Researchers at Duke’s Cancer Institute (DCI) and the Preston Robert Tisch Brain Tumor Center have made a remarkable discovery that may have direct implications on how solid cancerous tumors are successfully treated in the future. Their study entitled “Tetanus toxoid and CCL3 improve dendritic cell vaccines in mice and glioblastoma patients” tested an innovative theory that a tetanus shot may increase the effectiveness of a vaccine used to treat lethal brain tumors, leading to improved patient survival. The results were published this week in the journal Nature.
Background Terminology:
- Glioblastoma: Most common and highly aggressive form of glioma (brain cancer)
- Antigen: is any foreign substance such as viruses, that causes your immune system to respond by producing antibodies to get rid of it
- Dendritic Cells: also known as “antigen presenting cells” for their main function is to process antigen material and present it to immune system cells which initiates the appropriate response
- Cancer Vaccine: these vaccines are designed to work by activating specific immune system components (B cells) and directing them to recognize and target specific types of cancers by introducing certain antigens into the body
Progress in the successful treatment of glioblastoma has been gravely slow over the last decade. Patients diagnosed with this fatal disease are still most often given a timeline of less than 15 months to live, even with treatment.

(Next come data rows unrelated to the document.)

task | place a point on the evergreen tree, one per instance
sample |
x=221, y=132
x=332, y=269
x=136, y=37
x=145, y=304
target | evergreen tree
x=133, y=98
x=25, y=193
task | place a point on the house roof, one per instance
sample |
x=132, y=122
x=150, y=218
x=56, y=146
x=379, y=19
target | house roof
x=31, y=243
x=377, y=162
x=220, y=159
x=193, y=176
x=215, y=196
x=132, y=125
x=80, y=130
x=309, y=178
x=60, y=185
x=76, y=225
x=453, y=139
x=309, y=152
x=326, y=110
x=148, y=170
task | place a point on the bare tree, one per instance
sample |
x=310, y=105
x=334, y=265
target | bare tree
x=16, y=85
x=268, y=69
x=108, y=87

In recent years it was discovered that glioblastoma tumors harbor a strain of cytomegalovirus (CMV) that is not present in the surrounding brain tissue. This discovery redirected research to focus on using immunotherapy techniques to target this CMV antigen. One such technique is a therapeutic vaccine that injects dendritic cells directly into patients so they coax the immune system to search and attack the CMV saturated tumor. This technique worked well, but it has not had the significant impact on patient survival that researchers hoped for.
About This Study
The investigators devised a way to boost the inefficiencies observed when using the dendritic cell technique by conducting an experimental treatment using a tetanus vaccine booster to prime the immune system prior to administration of dendritic cells targeting CMV. They called this approach the “tetanus pre-conditioning technique,” and tested it in 6 patients with the following results:
- Patients given the tetanus shot showed a significant increase in survival from the time of pre-conditioning compared to patients receiving just the dendritic cell therapy, with half living from 51 to 101 months, compared to 11.6 months for patients who only received the dendritic cell treatment
- Two patients who received the tetanus shot survived for over 36 months
- One patient who received the tetanus shot has survived for over 8 years
- There were no significant side effects observed with the therapy
In a press release about the study’s remarkable findings, Dr. John H. Sampson, MD, PhD, MBA, MHSc, chief of neurosurgery at Duke and lead study author, stated “While dendritic cell vaccines have shown some promise in the treatment of patients with advanced cancers, including glioblastoma, the dynamics of this process have not been well understood. Our work identifies an immunologic interaction whereby recall responses to one antigen — tetanus — can influence the migratory capacity of dendritic cells loaded with different antigens – CMV…a way to enhance cancer vaccines which dramatically improves their efficacy without significant side effects.”
The authors do caution that these findings are from a small sample size of less than 10 patients receiving treatment and that confirmatory studies are warranted.
Commenting on the results, Kristen Batich, a Duke graduate student, neurosurgery candidate, and study co-author, exclaimed, “The tetanus shot “operated like a tornado warning siren and it was a great opportunity to use tetanus to sort of awaken the immune system.”
Duke is in the process of licensing the tetanus pre-conditioning vaccine technology to a North Carolina pharmaceutical company, Annias Immunotherapeutics Inc.
In a recent company press release, Dr. Reiner Laus, M.D., President and Chief Executive Officer of Annias Immunotherapeutics, Inc., stated, “We congratulate Dr. Sampson and his collaborators at Duke Cancer Institute and the Preston Robert Tisch Brain Tumor Center at Duke on their outstanding and very exciting work. This approach to treatment has the potential not only to improve therapy for patients with a highly lethal brain cancer, but also other solid tumor cancers including breast, colorectal and prostate cancers. Moreover, the discovery that preconditioning the immune system through vaccination to an unrelated antigen like tetanus can greatly increase the efficacy of a subsequently administered therapeutic vaccine offers the potential to dramatically improve all vaccination approaches.”